Proficiency-based learning means that our educators, schools, and district are committed to ensuring that all students can independently apply our expectations. How is this different than traditional/industrial age schools? What should you expect in a proficiency-based learning school?
We now live in the digital age, and our students are digital age learners. Growing, living, and succeeding in the digital age requires different mindsets and skills than in an industrial age. Students need to learn to collaborate, connect, critically think, and create in varied ways. It is no longer “good enough” to leave high school with a “barely passing” average. It is no longer “good enough” to move on simply because of a birthday. Our students and community deserve the best, and “barely passing” and “moving on” are not what is best. So, as a result, we are changing. We are rethinking how we “do school.” From grade levels, to grading, to testing/assessment, to class length, to the diploma. We are creating schools that are based on the needs of the learners. We are putting students first. And we will be diligent in our efforts to make sure all students meet our high expectations of learning and performance.

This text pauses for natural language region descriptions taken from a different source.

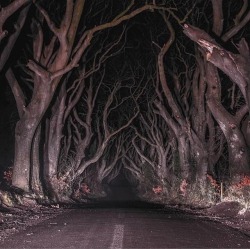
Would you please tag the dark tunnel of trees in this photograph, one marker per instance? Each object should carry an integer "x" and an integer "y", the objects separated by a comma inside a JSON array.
[{"x": 152, "y": 94}]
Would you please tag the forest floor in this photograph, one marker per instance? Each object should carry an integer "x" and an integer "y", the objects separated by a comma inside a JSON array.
[
  {"x": 227, "y": 213},
  {"x": 19, "y": 219}
]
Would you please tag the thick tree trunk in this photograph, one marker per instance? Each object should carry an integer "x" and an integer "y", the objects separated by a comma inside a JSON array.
[
  {"x": 237, "y": 147},
  {"x": 184, "y": 155},
  {"x": 25, "y": 132},
  {"x": 36, "y": 185}
]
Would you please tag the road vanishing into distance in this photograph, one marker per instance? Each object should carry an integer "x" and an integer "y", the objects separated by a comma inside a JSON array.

“Education is not the learning of facts, but the training the mind to think.” – Albert Einstein
Proficiency means a combination of what a learner knows, and what a learner can do. What a learner “knows” is based on the nouns in the learning goal, most easily recognized as the content. What a learner “can do” is based on the verbs in the learning goal, often referred to as complexity. Proficiency also means a learner demonstrates his/her learning independently (autonomously)… in other words, by himself/herself without “hand holding” by a teacher, a peer, or anyone else.
In other words: Content + Complexity + Independently = Proficiency
If a learning goal is “compare and contrast main ideas across multiple texts,” then a learner is proficient if he/she can independently compare and contrast main ideas across multiple texts.
It’s that simple.
If a learner cannot “compare and contrast main ideas across multiple texts,” then the student keeps working on that goal, with support from classroom educators, until he/she meets it. Learners can not just “move on” or be “passed on” if they haven’t done the work, because they shouldn’t be.
If a student can demonstrate that he/she can independently apply the content, but at a deeper/more complex level of critical thinking that is in the learning goal.
This framework for proficiency applies to all students in MSAD #46, regardless of grade level.